For clinicians, the message is simple: in a high-risk patient who meets the technical threshold for prophylactic pancreatic stenting, NSAID monotherapy is not the evidence-based shortcut.
Why the picture is still not perfectly settled
A 2024 high-risk rescue-cannulation cohort study of 607 patients found no additional benefit from indomethacin when patients were already receiving prophylactic pancreatic stents. That does not overturn the randomized trial.
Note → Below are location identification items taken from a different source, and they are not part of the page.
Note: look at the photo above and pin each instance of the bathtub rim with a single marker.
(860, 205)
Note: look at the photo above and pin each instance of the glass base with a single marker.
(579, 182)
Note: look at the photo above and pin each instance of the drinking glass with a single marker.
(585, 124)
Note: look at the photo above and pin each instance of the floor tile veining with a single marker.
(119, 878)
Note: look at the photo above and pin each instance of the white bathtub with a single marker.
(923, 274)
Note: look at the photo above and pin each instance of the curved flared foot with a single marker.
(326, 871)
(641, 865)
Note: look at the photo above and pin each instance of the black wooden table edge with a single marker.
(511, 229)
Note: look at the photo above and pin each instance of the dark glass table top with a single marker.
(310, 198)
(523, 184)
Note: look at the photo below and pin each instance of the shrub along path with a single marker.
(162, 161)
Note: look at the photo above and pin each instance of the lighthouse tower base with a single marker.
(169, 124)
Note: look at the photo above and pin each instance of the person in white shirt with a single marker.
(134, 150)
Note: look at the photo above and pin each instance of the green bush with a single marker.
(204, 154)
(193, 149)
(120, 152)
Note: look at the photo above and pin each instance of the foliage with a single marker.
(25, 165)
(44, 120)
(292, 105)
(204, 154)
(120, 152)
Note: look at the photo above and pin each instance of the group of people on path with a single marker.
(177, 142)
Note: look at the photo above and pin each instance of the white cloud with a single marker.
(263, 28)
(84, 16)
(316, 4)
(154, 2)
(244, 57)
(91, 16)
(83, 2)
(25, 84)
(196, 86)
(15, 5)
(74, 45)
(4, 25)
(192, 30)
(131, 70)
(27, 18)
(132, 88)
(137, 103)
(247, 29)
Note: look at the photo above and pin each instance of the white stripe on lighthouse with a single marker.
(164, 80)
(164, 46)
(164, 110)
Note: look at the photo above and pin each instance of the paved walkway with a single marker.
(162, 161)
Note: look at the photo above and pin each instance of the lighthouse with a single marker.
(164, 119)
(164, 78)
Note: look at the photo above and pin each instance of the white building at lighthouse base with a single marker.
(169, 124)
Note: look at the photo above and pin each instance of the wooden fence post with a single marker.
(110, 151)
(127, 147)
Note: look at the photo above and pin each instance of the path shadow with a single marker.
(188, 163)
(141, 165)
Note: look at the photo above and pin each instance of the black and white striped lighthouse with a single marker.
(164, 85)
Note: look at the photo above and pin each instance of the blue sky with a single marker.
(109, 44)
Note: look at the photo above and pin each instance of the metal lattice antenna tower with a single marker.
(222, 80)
It does highlight a narrower unresolved question: once reliable stent-based drainage is achieved in selected high-risk settings, how much extra benefit does indomethacin still add beyond the broad guideline default?
Until stronger data resolve that point, the most defensible approach is still to follow the bundled ASGE strategy rather than trying to simplify it prematurely.
A practical prevention protocol for real-world ERCP
| Procedure phase | What to do |
|---|---|
| Before cannulation | Screen for NSAID contraindications, identify baseline PEP risk, and make the prevention plan explicit before starting. |
| During cannulation | Use wire-guided technique and avoid repeated contrast injection or forceful manipulation of the pancreatic duct. |
| If the pancreatic duct is repeatedly or deeply accessed | Treat the case as high risk and place a prophylactic pancreatic stent rather than assuming rectal indomethacin alone is enough. |
| Periprocedural hydration | When appropriate, use lactated Ringer's with a 20 mL/kg bolus and 3 mL/kg/h for 8 hours, recognizing that this is easier for inpatients and not suitable for everyone. |
| After the case | Track spontaneous stent migration or remove the stent in 2-4 weeks if needed, and do not miss early pain that reflects evolving PEP. |
What not to do in 2026
- Do not treat post-procedure rectal indomethacin as the entire prevention strategy.
- Do not ignore wire-guided cannulation principles and then expect prophylaxis to rescue poor technique.
- Do not skip pancreatic stent placement in a high-risk, repeatedly accessed pancreatic duct just because NSAIDs were given.
- Do not push aggressive hydration indiscriminately in patients with heart failure, renal insufficiency, or advanced liver disease.
Selected references
- ASGE Guideline on Post-ERCP Pancreatitis Prevention Strategies. 2023.
- Indomethacin with or without Prophylactic Pancreatic Stent Placement to Prevent Pancreatitis after ERCP: A Randomized Non-Inferiority Trial.
- Indexed record for the randomized indomethacin plus stent trial.
- Indomethacin Does Not Reduce Post-ERCP Pancreatitis in High-Risk Patients Receiving Pancreatic Stenting. Dig Dis Sci. 2024.
Last reviewed April 17, 2026. This update is written for clinicians standardizing ERCP risk-reduction protocols rather than treating PEP prevention as a single-drug decision.